Números da declaração de IR 2026

  • 32 milhões de declarações entregues até o momento no Brasil;
  • 12 milhões de declarações pendentes;
  • 72% das 44 milhões de declarações esperadas pela Receita Federal;
  • 59,5% das declarações já enviadas foram do modelo pré-preenchido;
  • 55,3% escolheram a modalidade simplificada;
  • 61,8% terão direito a restituição.

Quando termina o prazo do IR 2026

O prazo de entrega da declaração de IR 2026 termina às 23h59min de sexta-feira (29).

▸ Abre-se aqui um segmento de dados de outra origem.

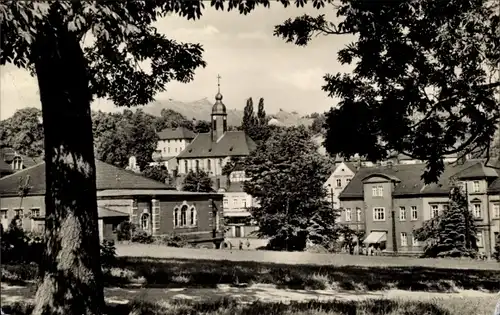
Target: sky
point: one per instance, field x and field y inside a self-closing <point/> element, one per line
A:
<point x="242" y="50"/>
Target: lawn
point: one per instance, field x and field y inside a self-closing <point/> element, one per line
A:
<point x="203" y="273"/>
<point x="233" y="307"/>
<point x="301" y="258"/>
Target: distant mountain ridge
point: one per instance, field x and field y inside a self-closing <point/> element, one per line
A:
<point x="201" y="110"/>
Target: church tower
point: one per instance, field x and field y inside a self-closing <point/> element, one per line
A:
<point x="219" y="115"/>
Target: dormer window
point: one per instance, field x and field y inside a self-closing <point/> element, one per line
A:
<point x="17" y="163"/>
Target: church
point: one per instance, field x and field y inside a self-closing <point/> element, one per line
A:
<point x="210" y="152"/>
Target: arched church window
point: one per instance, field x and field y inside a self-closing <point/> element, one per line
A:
<point x="145" y="221"/>
<point x="184" y="215"/>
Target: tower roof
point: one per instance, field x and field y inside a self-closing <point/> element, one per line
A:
<point x="219" y="108"/>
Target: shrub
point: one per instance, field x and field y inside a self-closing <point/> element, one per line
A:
<point x="108" y="254"/>
<point x="142" y="237"/>
<point x="172" y="240"/>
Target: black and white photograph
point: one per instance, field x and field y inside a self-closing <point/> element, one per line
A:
<point x="237" y="157"/>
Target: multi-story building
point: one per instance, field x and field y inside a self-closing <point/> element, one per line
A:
<point x="338" y="180"/>
<point x="210" y="152"/>
<point x="393" y="201"/>
<point x="171" y="142"/>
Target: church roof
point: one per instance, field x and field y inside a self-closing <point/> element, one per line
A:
<point x="107" y="177"/>
<point x="232" y="143"/>
<point x="176" y="133"/>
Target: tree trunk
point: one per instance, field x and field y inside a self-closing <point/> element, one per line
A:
<point x="71" y="276"/>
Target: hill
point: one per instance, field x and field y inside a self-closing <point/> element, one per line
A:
<point x="201" y="110"/>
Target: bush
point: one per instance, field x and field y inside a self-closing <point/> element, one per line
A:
<point x="108" y="254"/>
<point x="172" y="240"/>
<point x="142" y="237"/>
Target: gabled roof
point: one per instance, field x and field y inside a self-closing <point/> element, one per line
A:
<point x="107" y="177"/>
<point x="232" y="143"/>
<point x="176" y="133"/>
<point x="410" y="176"/>
<point x="478" y="170"/>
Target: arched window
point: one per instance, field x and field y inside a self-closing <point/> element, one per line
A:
<point x="176" y="217"/>
<point x="184" y="215"/>
<point x="192" y="218"/>
<point x="145" y="221"/>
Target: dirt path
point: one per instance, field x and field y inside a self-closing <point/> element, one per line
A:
<point x="267" y="293"/>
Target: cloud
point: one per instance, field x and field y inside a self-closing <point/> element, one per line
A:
<point x="305" y="79"/>
<point x="253" y="36"/>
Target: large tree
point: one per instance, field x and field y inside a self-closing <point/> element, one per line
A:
<point x="23" y="132"/>
<point x="286" y="176"/>
<point x="453" y="232"/>
<point x="422" y="80"/>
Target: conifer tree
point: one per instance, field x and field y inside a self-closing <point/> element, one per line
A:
<point x="452" y="233"/>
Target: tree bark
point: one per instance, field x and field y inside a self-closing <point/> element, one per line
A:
<point x="71" y="276"/>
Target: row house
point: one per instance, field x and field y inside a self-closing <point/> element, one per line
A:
<point x="122" y="195"/>
<point x="390" y="202"/>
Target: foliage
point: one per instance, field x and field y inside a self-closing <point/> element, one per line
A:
<point x="23" y="132"/>
<point x="18" y="246"/>
<point x="125" y="230"/>
<point x="446" y="234"/>
<point x="197" y="181"/>
<point x="156" y="172"/>
<point x="286" y="176"/>
<point x="172" y="240"/>
<point x="108" y="254"/>
<point x="422" y="79"/>
<point x="140" y="236"/>
<point x="319" y="123"/>
<point x="255" y="126"/>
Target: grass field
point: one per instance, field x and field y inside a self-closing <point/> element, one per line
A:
<point x="198" y="273"/>
<point x="232" y="307"/>
<point x="302" y="258"/>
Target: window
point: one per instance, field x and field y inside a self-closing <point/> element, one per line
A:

Quem não entregar dentro do prazo pode sofrer multa que vai de R$ 165,74 ao valor máximo correspondente a 20% do Imposto sobre a Renda devido.

É obrigado a declarar quem se encaixa em algum dos seguintes critérios:

  • Quem recebeu rendimentos tributáveis, sujeitos ao ajuste na declaração, acima de R$ 35.584 no ano passado;
  • Contribuintes que receberam rendimentos isentos, não tributáveis ou tributados exclusivamente na fonte, cuja soma tenha sido superior a R$ 200 mil no ano passado;
  • Quem obteve, em qualquer mês de 2025, ganho de capital na alienação de bens ou direitos, sujeito à incidência do imposto, ou realizou operações em bolsas de valores, de mercadorias, de futuros e assemelhadas cuja soma foi superior a R$ 40 mil, ou com apuração de ganhos líquidos sujeitas à incidência do imposto;
  • Quem teve isenção de imposto sobre o ganho de capital na venda de imóveis residenciais, seguido de aquisição de outro imóvel residencial no prazo de 180 dias;
  • Quem teve, em 2025, receita bruta em valor superior a R$ 177.920 em atividade rural;
  • Quem tinha, até 31 de dezembro de 2025, a posse ou a propriedade de bens ou direitos, inclusive terra nua, de valor total superior a R$ 800 mil;
  • Quem passou para a condição de residente no Brasil em qualquer mês e se encontrava nessa condição até 31 de dezembro de 2025;
  • Quem optou por declarar os bens, direitos e obrigações detidos pela entidade controlada, direta ou indireta, no exterior como se fossem detidos diretamente pela pessoa física;
  • Quem possui trust (acordo para que outra pessoa administre seus bens) no exterior;
  • Quem atualizou bens imóveis pagando ganho de capital diferenciado em dezembro/2025 (Lei nº 14.973/2024);
  • Quem auferiu rendimentos no exterior de aplicações financeiras e de lucros e dividendos;
  • Pessoa que deseja atualizar bens no exterior;
  • Quem optou pela isenção do imposto sobre a renda incidente sobre o ganho de capital auferido na venda de imóveis residenciais, caso o produto da venda seja aplicado na aquisição de imóveis residenciais localizados no país, no prazo de 180 dias, contado da celebração do contrato de venda, nos termos do art. 39 da Lei nº 11.196, de 21 de novembro de 2005.